Tornadoes, cyclones and any other storm with strong winds can dismantle a typical wood-frame house in a few seconds. However, the challenge for architects and builders is how to design a tornado-proof home that does not look like a bunker.
The challenge for architects and builders is determining how to design a tornado-proof home that does not look like a bunker.
Finding the balance between resiliency and livability is a key to how buildings that can survive different kind of natural disasters, such as hurricanes, flooding or earthquakes, are designed.
"If you made a perfect earthquake structure, it would be a bunker with 24-inch walls and one small steel door for you to get in," said California-based architect Michael Willis. "That structure would be based on the empirical measurements of structural engineers. You could design it to be perfectly resistant. But it would not be a place you’d want to live."
The American Institute of Architects, Make it Right, the St. Bernard Project and Architecture for Humanity teamed up create Designing Recovery, a design competition that was launched to promote projects designed after, or to prevent, disasters balancing both; to build safe places and homes where people might actually be willing to live.
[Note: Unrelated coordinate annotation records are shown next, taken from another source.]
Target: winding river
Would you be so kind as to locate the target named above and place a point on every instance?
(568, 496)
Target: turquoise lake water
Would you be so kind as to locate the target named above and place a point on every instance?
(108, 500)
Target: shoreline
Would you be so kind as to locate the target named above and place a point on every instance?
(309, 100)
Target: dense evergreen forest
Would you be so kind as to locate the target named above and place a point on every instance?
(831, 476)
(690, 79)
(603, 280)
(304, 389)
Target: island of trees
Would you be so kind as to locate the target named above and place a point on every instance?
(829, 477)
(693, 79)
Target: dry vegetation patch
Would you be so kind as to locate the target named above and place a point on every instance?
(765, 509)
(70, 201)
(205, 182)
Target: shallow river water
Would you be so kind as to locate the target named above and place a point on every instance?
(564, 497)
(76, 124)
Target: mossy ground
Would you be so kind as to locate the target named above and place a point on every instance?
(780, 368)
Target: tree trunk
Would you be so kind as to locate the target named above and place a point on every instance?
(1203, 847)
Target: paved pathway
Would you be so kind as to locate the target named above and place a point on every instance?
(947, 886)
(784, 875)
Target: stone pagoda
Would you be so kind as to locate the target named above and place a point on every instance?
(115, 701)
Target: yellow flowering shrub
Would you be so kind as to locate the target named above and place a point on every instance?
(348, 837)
Participants were asked to model new housing solutions for communities that have experienced three very different disasters: the 2011 tornado in Joplin, Hurricane Katrina in New Orleans, and Superstorm Sandy in New York.
Designing Recovery aims to actually see the winning designs built, one selected for each setting, with the help of volunteer labour and donated funds and materials.
The Joplin winner, designed by Q4 Architects, faced a distinct limitation as the geology in Joplin makes it impossible to build tornado cellars or basements.
Located in the southwestern corner of Missouri, Joplin is one of many urban areas around the world that have been devastated by tornadoes, which destroyed thousands of houses and seriously damaged apartments, businesses, school buildings and medical centres.
Q4 Architects’ winning project created a safe space inside a house instead of the traditional tornado-proof shelter underneath it. The concept is “kind of a house inside of a house”, they said.
The building features a highly indestructible 600 square-foot central building of concrete masonry, hurricane shutters and tornado doors where a family could survive a tornado and live after it, with several flexible and affordable rooms wrapped around it.
The tornado-proof CORE house includes the kitchen, bathroom, laundry, access to back up system and an open floor plan space used as a dining room with heavy-duty tornado doors. Two bedrooms and a large living room connected to a front porch are the affordable rooms located around the house that will eventually be destroyed by the tornado. In that case, the central space used as a dining room would serve as two temporally bedrooms.
"It is going to do its best to fight the tornado," said Q4 Architects senior architect Elizabeth George of the home's core. "Part of your house might get torn away, but the most important parts of the house are safe. After the disaster, everything is not lost. You’re able to keep the most valuable things, which are the people, the functions of the house, and maybe your valuables."
The first prototype of a tornado-proof house will be built in Utica, Kansas, a small town located west of Wichita.
The design, which entails the house lowering into the ground when a storm is approaching, was designed and is actually being constructed by Hong-Kong architecture firm 10 Design and lead designer Ted Givens.
It features a 900 square foot home with a frame made of concrete and glass inserts. Four hydraulic lifts are located at each corner of the house, to raise and lower the house when a tornado is coming.
“The roof must be heavily reinforced, but the walls could be anything you want, even all glass,” Givens explained.
In addition, there is a small courtyard in the centre of the house to collect rain water and bring in light when the house is collapsed.
Although the idea is sound, the tornado-proof house would be much more expensive than the CORE house, which is meant to be a safe and affordable place - constructed for under US$50,000 - and it can be wrapped around with a construction of any style, aiming to capture the balance between resiliency and livability.